Я присаживаюсь на скамейку рядом с о. Онисием, и завожу неторопливую беседу о пустяках, намереваясь  развлечь его. Беседа  не длится долго,  неожиданно о. Димитриан опять появляется в коридоре,  и подходит к нам со словами:

– Вы поезжайте домой, я остаюсь!

– Ты уже сдал? – удивленно спрашиваю я.

– Меня ни о чем не спрашивали, – отвечает он, пряча глаза, – мне  без лишних разговоров    предложили перейти  на темную сторону силы!

– А ты что? – не понимая, шутит    он, или говорит правду, спрашиваю я.

–  Сказал, надо подумать. Тогда они  назначили мне  послушание в канцелярии, где  я должен заменить заболевшего епархиального  дежурного.
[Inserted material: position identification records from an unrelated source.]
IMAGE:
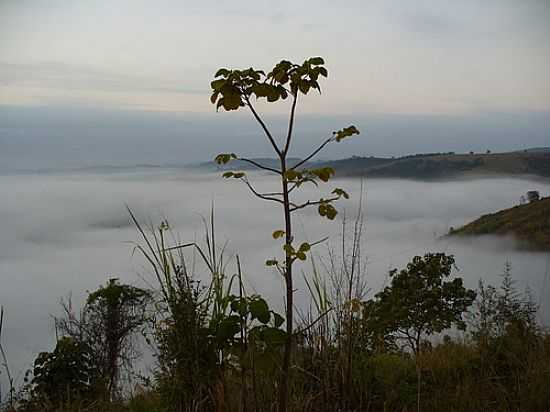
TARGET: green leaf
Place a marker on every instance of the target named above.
(224, 158)
(271, 262)
(274, 336)
(260, 310)
(341, 193)
(345, 132)
(217, 84)
(305, 247)
(278, 320)
(231, 101)
(304, 86)
(278, 233)
(222, 72)
(316, 61)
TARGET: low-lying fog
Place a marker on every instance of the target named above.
(65, 234)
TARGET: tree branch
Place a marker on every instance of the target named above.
(291, 123)
(264, 127)
(310, 203)
(258, 165)
(260, 195)
(301, 162)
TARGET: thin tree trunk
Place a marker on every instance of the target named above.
(285, 373)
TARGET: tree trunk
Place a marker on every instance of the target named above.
(285, 372)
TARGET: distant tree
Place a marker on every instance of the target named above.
(533, 195)
(419, 302)
(109, 320)
(69, 372)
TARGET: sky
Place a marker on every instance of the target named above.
(465, 75)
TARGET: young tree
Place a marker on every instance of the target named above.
(419, 302)
(233, 89)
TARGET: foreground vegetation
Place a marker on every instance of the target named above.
(529, 223)
(218, 348)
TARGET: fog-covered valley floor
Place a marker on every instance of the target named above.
(67, 234)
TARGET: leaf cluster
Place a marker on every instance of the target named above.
(232, 89)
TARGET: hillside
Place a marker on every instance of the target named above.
(530, 223)
(425, 166)
(448, 165)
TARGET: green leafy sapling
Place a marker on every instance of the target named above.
(235, 89)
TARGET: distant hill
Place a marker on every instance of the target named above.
(530, 223)
(448, 165)
(425, 166)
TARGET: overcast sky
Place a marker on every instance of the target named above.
(430, 59)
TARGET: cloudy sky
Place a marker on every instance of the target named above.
(467, 62)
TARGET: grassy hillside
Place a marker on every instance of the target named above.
(425, 166)
(530, 223)
(448, 165)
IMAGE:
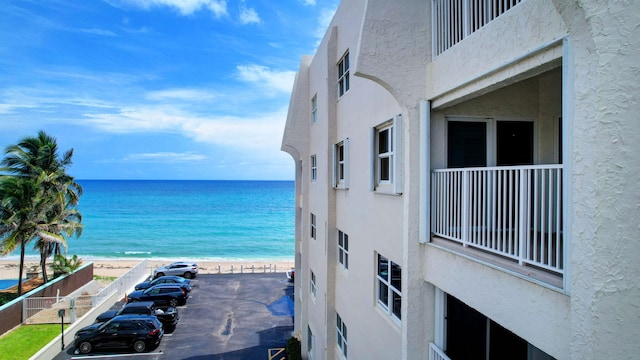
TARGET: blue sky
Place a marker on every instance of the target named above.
(157, 89)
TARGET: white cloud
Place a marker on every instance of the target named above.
(273, 80)
(164, 157)
(324, 19)
(250, 132)
(248, 15)
(184, 7)
(193, 95)
(98, 32)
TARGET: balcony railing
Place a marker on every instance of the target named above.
(511, 211)
(435, 353)
(453, 20)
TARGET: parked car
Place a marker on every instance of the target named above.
(167, 315)
(181, 268)
(163, 294)
(136, 332)
(185, 283)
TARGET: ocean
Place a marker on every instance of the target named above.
(185, 220)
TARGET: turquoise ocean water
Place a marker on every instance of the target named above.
(186, 220)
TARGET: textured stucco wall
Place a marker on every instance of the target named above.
(536, 313)
(605, 286)
(525, 28)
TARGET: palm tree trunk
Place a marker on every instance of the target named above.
(22, 246)
(43, 265)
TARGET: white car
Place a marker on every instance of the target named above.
(180, 268)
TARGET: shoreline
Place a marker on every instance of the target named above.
(116, 267)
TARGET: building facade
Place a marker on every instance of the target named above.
(466, 181)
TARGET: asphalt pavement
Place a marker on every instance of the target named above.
(228, 317)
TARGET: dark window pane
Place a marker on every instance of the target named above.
(383, 141)
(383, 293)
(384, 169)
(467, 144)
(397, 304)
(396, 276)
(383, 267)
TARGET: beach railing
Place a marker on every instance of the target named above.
(125, 283)
(242, 269)
(44, 310)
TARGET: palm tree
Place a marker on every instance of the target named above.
(21, 208)
(37, 158)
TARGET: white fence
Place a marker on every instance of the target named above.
(454, 20)
(512, 211)
(44, 310)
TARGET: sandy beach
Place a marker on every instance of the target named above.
(118, 267)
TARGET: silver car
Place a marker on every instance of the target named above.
(180, 268)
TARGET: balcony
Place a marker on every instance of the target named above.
(454, 20)
(511, 213)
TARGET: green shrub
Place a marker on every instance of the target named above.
(294, 349)
(7, 297)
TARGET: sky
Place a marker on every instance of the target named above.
(157, 89)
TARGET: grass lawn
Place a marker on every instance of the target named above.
(26, 340)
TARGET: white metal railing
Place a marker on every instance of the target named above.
(435, 353)
(512, 211)
(453, 20)
(124, 283)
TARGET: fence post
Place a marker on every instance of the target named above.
(72, 310)
(465, 207)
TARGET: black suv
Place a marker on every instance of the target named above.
(167, 315)
(163, 294)
(136, 332)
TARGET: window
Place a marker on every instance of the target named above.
(386, 152)
(313, 284)
(311, 340)
(341, 165)
(469, 334)
(343, 74)
(343, 249)
(341, 335)
(313, 226)
(389, 286)
(314, 109)
(314, 167)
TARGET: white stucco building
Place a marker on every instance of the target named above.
(467, 181)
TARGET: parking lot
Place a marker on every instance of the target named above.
(228, 317)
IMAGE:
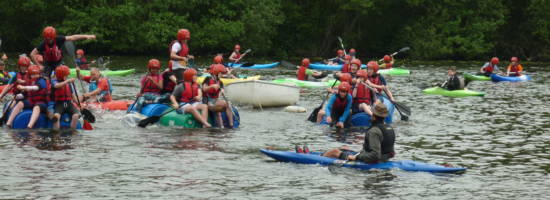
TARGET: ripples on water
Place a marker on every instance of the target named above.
(502, 138)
Это до позднего вечера. Так что, езжайте! – говорит о. Димитриан.

– Да, поедем, поедем домой!– обрадовавшись такому повороту дела, произносит о. Онисий, давно смирившийся с тем, что  его сегодня уже не вызовут. Мы помогаем батюшке  подняться, и после того как  он  «расхаживает» ноги, о. Димитриан   прощается с нами. Хотя мне очень  хочется узнать  подробности его разговора с комиссией,   я не спрашиваю. Я тут человек посторонний, и происходящее меня не касается.